Equivalence class partitioning


I have been teaching formal testing techniques for several years at Microsoft and University of Washington Extension. Techniques are systematic procedures to help solve a complex problem. A technique does not find all types problems; techniques are generally very good at finding very specific classes of defects. But, the usefulness or effectiveness of any particular technique relies on the in-depth system and domain knowledge of the tester, and in the tester's skill and ability to apply the correct technique to a problem space.


One of those techniques that I teach is equivalence class partitioning (ECP).

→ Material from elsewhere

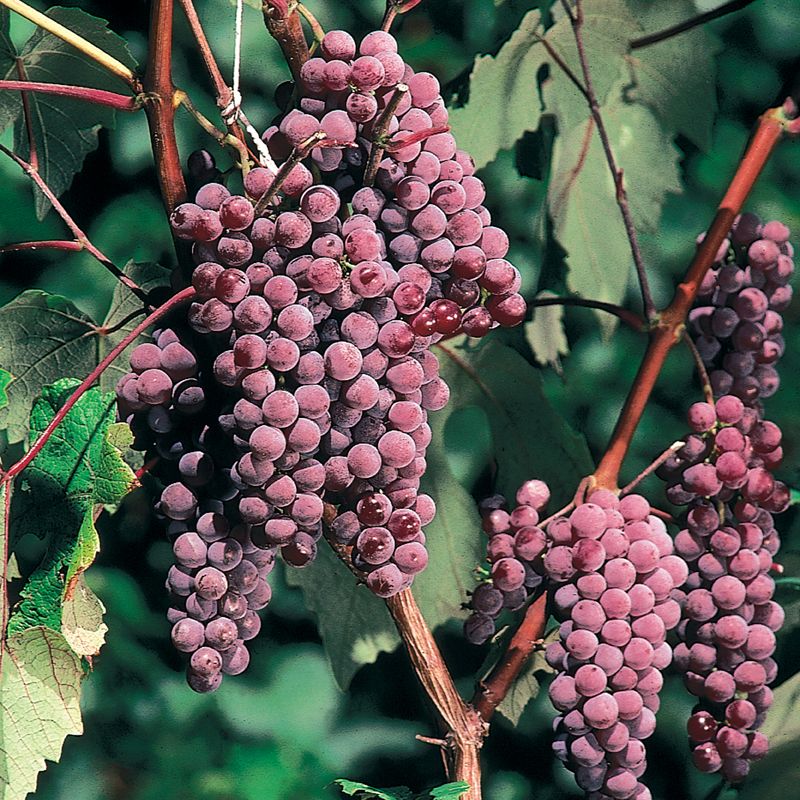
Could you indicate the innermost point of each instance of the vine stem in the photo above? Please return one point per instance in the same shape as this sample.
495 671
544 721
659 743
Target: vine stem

On the surface ECP appears rather simple, but the effectiveness in the application of this technique relies on the tester's ability to decompose input and output variables into discrete subsets of valid and invalid classes.


Over-generalization of the data reduces the number of subsets in a specific class and increases the likelihood of under-testing. Hyper-decomposition of the variables may increase the number of subsets in a specific class without providing additional benefit (although it may potentially increase the number of tests). Based on this observation I have proposed the following hypothesis or Bj's Theory of Equivalence Class Partitioning Data Decomposition: Over-generalization of data reduces the baseline tests and increases the probability of missing errors or generating false positives. Hyper-analysis of data increases the probability of redundancy and reduces the overall effectiveness of each test.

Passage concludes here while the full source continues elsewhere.